Elaine soupira, le regard perdu au loin.

— Je ne l’ai pas revu depuis longtemps, on est en froid depuis des années. Il était dans la marine marchande, la dernière fois que je l’ai vu.

           Elle semblait absorbée par la vision de tous ces enfants, qui jouaient dans l’enceinte du square, autour du sapin qui trônait en son centre. Tandis que j’observais son expression, je crus déceler une certaine impression désagréable de dégoût dans son regard.

— Alors, est-ce que tu as fait ton choix ? demanda-t-elle.

           « Ai-je vraiment le choix, pensai-je. Si je refuse, ils me poursuivront sûrement pendant des années ».

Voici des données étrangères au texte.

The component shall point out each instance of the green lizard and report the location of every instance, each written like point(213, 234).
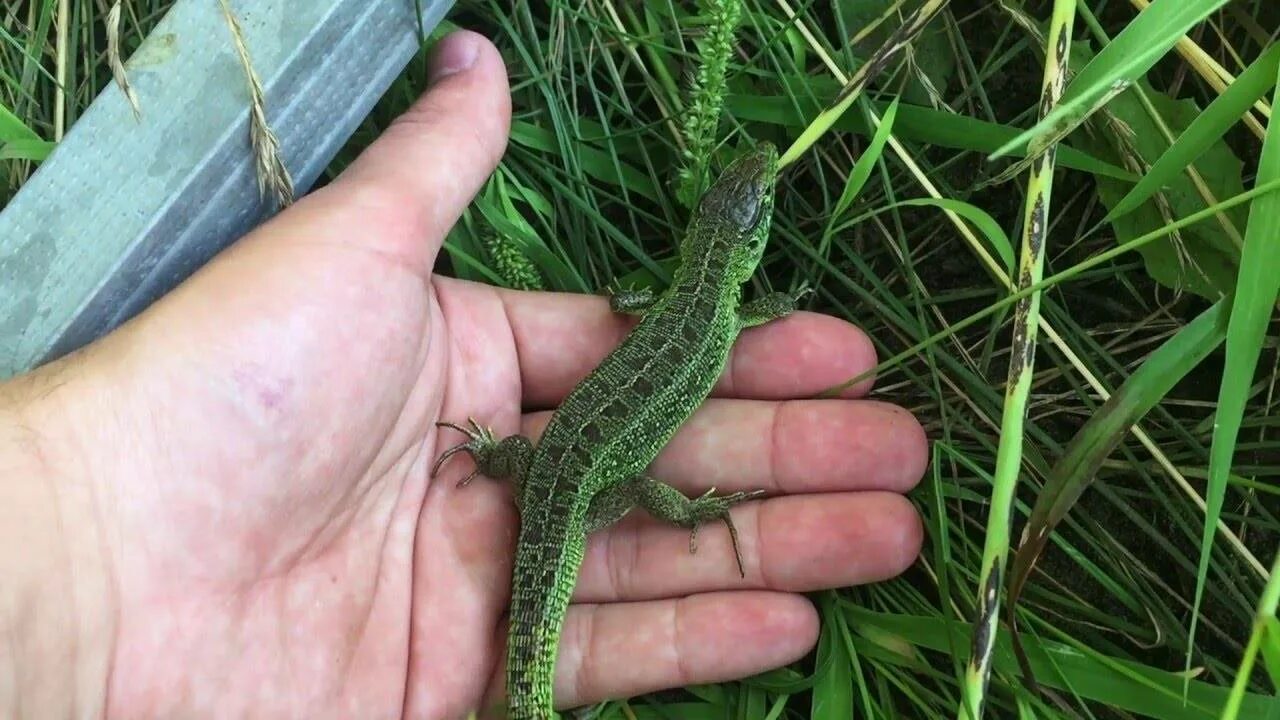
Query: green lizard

           J’inspirai profondément avant de répondre.

— Je dois bien avouer que j’ai quelques réserves.

           Elaine fronça les sourcils.

— Lesquelles ?

— Eh bien, pour commencer, je n’ai jamais entendu parler de ce… centre Gorland pour la recherche.

— C’est bien normal, rétorqua Elaine, comme une évidence, avec un soupçon de ressentiment dans sa voix. C’est un groupe de recherche privé. L’Etat ne nous finance pas. On ne vit que des dons et des fonds privés. Apparemment, la recherche génétique sur les plantes, ça n’intéresse pas forcément tout le monde.

           Je jetai un œil aux deux gorilles qui nous surveillaient. Je me demandais vraiment comment un centre de recherche pouvait se payer ce genre d’extras. Peut-être que le potentiel illimité de Rapture avait attiré certains financements opportuns.

— Si je participe, j’espère que vous comprenez aussi que je n’étais qu’une enfant lorsque j’ai quitté Rapture. Je ne suis pas sûre de pouvoir retrouver la ville aussi facilement.

           Elaine fit un geste de la main qui me fit comprendre qu’elle s’en fichait.

— Ecoute, Sarah, si je t’engage, ce n’est pas seulement pour ton lien avec Rapture, c’est aussi pour tes talents en ingénierie maritime. Mon équipe est sur le coup, on a pratiquement retrouvé la ville. Mais ton expérience ne serait pas de refus, c’est sûr. On ferait un bond de géant et on aurait un guide parfait.

— Très bien, répondis-je, encore hésitante. Si je participe, j’aurais une requête à te confier.

           Elaine passa l’une de ses mèches derrière son oreille droite et s’approcha de moi, toute ouïe.

— Dis-moi tout, dit Elaine, dont le sourire semblait se faire plus grand au fur et à mesure qu’elle arrivait à me convaincre.

— Je veux que ni moi, ni Charles, ni aucun autre ancien habitant de Rapture n’ait à parler devant les caméras. Je veux que tout ce qui se passe à Rapture reste à Rapture.

           Elaine se frotta le menton.

— Je ne vais pas mentir, Sarah, je vais avoir du mal à convaincre PHE, mais je ferai de mon mieux.

           Elaine marqua une pause, attendant peut-être une autre de mes requêtes.

— Alors, c’est entendu ? dit-elle, en me tendant la main.

           Je regardai alternativement sa main puis son visage. Mon cœur battait à cent à l’heure. J’avais l’impression de faire une énorme bêtise, j’avais l’impression qu’Alan m’épiait du coin de l’œil, attendant de me voir échouer lamentablement. Pourtant, une sorte d’instinct me dictait qu’il fallait apprendre à faire confiance à cette fille, que si je ne le faisais pas, quelque chose de grave allait arriver.

         Après quelques secondes, qui me parurent interminables, j’attrapai sa main et la lui serrai, avec les mains moites et pourtant toujours aussi gelées.

— Tu as fait le bon choix, Sarah, répondit Elaine. Je ne te décevrai pas.

Le pacte était désormais scellé. Je venais de trahir la confiance d'Alan. A mon grand regret.